Water rights here in Colorado are a mess, because they were all spoken for and traded a hundred years ago, when there were not-so-many people, and no one envisioned future growth. Our water and the rights to it were sold to surrounding states without even the thought that we here in our state would ever have the demand that we do. People don’t understand this and wonder why water is such an issue here.

Someday soon, water will be more valuable that oil, and oilmen have been buying up water rights, especially in the Southwest, because they know this. People can live without oil, but not without water. This will come into play when the powers that really be make the final takedown of our country. Even the preppers will be shocked when there is no water.

Melissa S.
Melissa S.
1 month ago

This is great news! Down with grass!

Don
Don
1 month ago
Reply to  Melissa S.

Down with stupid politicians who mismanage a valuable resource so badly. Not down with an inanimate object.

Publius
Publius
1 month ago

I suppose we can anticipate smaller water districts in the region following suit in one fashion or another. Maybe not. Aurora needs to do this to protect expansion and sprawl.

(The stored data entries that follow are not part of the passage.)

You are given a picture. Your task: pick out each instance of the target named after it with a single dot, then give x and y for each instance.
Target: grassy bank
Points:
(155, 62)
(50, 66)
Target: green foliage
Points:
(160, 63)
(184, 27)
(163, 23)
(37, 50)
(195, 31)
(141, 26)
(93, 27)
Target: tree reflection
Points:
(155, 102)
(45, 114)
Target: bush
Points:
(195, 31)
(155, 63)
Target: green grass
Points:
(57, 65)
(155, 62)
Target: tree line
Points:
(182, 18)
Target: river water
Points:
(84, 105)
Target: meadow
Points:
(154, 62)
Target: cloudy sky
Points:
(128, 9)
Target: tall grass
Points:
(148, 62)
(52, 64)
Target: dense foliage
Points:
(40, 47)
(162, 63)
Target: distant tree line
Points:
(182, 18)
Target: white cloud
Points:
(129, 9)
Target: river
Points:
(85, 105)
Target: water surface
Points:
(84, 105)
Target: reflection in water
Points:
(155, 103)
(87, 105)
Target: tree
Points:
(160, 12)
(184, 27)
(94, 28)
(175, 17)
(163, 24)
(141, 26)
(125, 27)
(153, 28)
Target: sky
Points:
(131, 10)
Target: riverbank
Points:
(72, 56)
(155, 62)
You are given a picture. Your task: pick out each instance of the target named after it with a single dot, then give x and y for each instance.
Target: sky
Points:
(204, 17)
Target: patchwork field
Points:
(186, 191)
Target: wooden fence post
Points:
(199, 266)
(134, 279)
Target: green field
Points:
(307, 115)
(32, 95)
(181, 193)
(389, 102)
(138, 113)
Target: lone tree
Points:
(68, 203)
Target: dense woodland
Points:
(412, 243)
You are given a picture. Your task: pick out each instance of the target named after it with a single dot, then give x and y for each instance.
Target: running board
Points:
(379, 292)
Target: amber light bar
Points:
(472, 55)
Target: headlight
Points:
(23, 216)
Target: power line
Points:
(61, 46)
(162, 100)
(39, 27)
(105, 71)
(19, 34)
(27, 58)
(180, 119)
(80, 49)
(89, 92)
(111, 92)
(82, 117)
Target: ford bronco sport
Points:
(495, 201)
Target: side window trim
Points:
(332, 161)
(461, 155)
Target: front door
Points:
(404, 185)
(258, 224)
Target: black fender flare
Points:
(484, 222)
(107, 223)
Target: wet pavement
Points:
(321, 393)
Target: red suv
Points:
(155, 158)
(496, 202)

They can’t develope more homes without water. But small districts like ECCV, what would be their incentive? What do they get from developement if they are already selling all of their water? Would they care if they get their money fron 20,000 custimers or from 22,000 if what they were to get is the same amount of money?

Can we anticipate in coming years Aurora Water buying up the small surrounding water districts as the only available source of water rights and then squeezing those districts to the same rules, or even more stringent rules in the future?

No matter, the future is coming fast, anf it clearly includes austerity in water use.

Don
Don
1 month ago

Limiting the number of days per week people will not reduce consumption. People will just water 15% longer each of the two days to make up for the lost third day. The only way to reduce consumption by existing lawns is to just stop watering them and then turn to dust or they are removed by city mandate.